Although the new Automatic Setup feature won’t help you today, when you next get a new iOS device, it can transfer many settings from an older iOS 11 device automatically. Similarly, the new Share Your Wi-Fi feature lets you send your Wi-Fi network’s password to another iOS 11 device that tries to connect.
You may not need a new iPhone or iPad anyway, since iOS 11 can help you recover precious space. Choose Settings > General > iPhone/iPad Storage and you can offload unused apps (while keeping their settings and data), delete old Messages conversations automatically, and see how much space each app consumes. Deleting music from the Music sub-screen (tap Edit) will help too.
Apple redesigned Control Center, which most people still get to by swiping up from the bottom of the screen (iPad users keep swiping up after the Dock appears, and iPhone X users will have to swipe down from the right-hand top of the screen). It’s back to a single page of icons, and you can access additional options by pressing and holding on any set of controls. Even better, you can add (and remove) controls in Settings > Control Center > Customize Controls.
The Lock screen is all you’ll see while in the car by default now, thanks to the Do Not Disturb While Driving feature. It blocks notifications and prevents you from using your iPhone while at the wheel, all while auto-replying to people who text you. Calls still come through to your car’s Bluetooth system, and texts from people designated as favorites can break through the texting cone of silence. Passengers can disable Do Not Disturb While Driving easily from a notification on the Lock screen.
Smaller Changes and App Updates
A few smaller changes that you’ll appreciate include:
Siri sounds more natural, can do translations, and uses on-device learning to understand you better and provide more useful results.
On an iPhone, a new Emergency SOS feature will call 911 and notify your emergency contacts of your location after you press the Sleep/Wake button five times quickly and swipe the Emergency SOS button. Tap Settings > Emergency SOS to set this up.
The password auto-fill feature now suggests stored login information for many apps right from the QuickType bar above the keyboard—manage this in Settings > Accounts & Passwords > App & Website Passwords.

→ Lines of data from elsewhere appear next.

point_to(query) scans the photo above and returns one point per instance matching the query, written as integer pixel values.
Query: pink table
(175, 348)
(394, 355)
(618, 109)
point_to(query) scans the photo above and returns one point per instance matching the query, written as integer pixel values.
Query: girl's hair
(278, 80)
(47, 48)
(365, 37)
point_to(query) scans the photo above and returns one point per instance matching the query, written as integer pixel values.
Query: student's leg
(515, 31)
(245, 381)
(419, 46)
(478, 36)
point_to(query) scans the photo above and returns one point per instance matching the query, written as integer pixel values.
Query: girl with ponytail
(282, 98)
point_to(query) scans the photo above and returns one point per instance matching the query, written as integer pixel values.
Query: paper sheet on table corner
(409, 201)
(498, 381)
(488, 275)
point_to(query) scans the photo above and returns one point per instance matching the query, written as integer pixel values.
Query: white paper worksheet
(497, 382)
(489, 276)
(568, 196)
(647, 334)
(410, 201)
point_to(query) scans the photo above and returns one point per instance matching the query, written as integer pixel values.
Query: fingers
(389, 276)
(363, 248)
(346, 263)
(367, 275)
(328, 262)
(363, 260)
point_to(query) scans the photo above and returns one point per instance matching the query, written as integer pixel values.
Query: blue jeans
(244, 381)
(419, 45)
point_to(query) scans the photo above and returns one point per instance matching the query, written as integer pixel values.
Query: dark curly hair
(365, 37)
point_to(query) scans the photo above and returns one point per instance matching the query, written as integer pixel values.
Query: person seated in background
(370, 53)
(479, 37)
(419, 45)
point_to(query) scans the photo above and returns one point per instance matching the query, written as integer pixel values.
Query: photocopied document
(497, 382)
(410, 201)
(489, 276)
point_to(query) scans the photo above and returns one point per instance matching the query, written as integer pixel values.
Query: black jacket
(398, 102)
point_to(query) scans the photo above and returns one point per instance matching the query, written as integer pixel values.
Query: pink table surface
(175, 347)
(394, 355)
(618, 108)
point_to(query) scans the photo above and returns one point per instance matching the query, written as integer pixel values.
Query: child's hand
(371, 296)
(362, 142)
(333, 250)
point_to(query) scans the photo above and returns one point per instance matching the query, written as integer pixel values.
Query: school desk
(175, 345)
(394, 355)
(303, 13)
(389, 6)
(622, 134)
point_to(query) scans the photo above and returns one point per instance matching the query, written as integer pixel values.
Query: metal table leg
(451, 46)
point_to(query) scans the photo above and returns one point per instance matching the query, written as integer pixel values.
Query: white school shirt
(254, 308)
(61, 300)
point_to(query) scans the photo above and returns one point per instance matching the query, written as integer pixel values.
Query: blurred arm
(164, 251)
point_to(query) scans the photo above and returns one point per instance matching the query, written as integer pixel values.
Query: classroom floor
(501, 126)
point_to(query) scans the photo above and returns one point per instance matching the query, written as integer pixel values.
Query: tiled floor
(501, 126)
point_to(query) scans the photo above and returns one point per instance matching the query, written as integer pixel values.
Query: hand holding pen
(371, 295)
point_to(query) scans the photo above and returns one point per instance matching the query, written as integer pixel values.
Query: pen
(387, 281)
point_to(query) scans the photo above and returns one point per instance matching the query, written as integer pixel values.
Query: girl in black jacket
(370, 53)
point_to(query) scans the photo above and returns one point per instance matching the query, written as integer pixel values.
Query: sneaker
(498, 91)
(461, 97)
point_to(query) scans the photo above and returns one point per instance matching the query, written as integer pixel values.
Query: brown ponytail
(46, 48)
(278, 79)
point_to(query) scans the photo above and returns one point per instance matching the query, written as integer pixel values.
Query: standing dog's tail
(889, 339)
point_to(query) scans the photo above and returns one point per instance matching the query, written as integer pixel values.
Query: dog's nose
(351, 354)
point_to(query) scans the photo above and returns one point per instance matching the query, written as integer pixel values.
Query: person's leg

Many of iOS 11’s built-in apps receive significant changes as well:
Camera: New file formats will make your videos and photos take up less space. There are a few new filters, and Camera can finally scan QR codes, which simplify loading Web sites, getting contact info, and connecting to Wi-Fi networks.
Photos: You can now edit the video in a Live Photo and apply looping, bouncing, and long exposure effects. Photos can at long last play animated GIFs and has a new Animated smart album to hold them.
Files: This major new app replaces the iCloud Drive app. Look in Files for access not just to iCloud Drive, but also to files on your device and in other cloud sharing services like Dropbox and Google Drive.
Messages: A new app drawer at the bottom of the screen tries to entice you to use iMessage apps. Most are just stickers, but some are useful and Apple provides a new Apple Pay app here that lets you make person-to-person payments.
Maps: Apple has added indoor maps of some airports and malls to Maps. Maps also now provides lane guidance on more complicated roads.
Notes: The new Instant Notes feature make starting a note as simple as tapping the Lock screen of an iPad Pro with an Apple Pencil, or the optional Notes button in Control Center. A note can now look like lined paper or graph paper (tap the Share button, then tap Lines & Grids). You can also now scan a document. The idea is that you then sign it with the Apple Pencil and send it on its way. Notes can also now find text in Apple Pencil handwriting.
Take some time to explore—we’re liking these new features and we think you will too! It’s likely safe to upgrade to iOS 11 now, but check our upgrade advice first.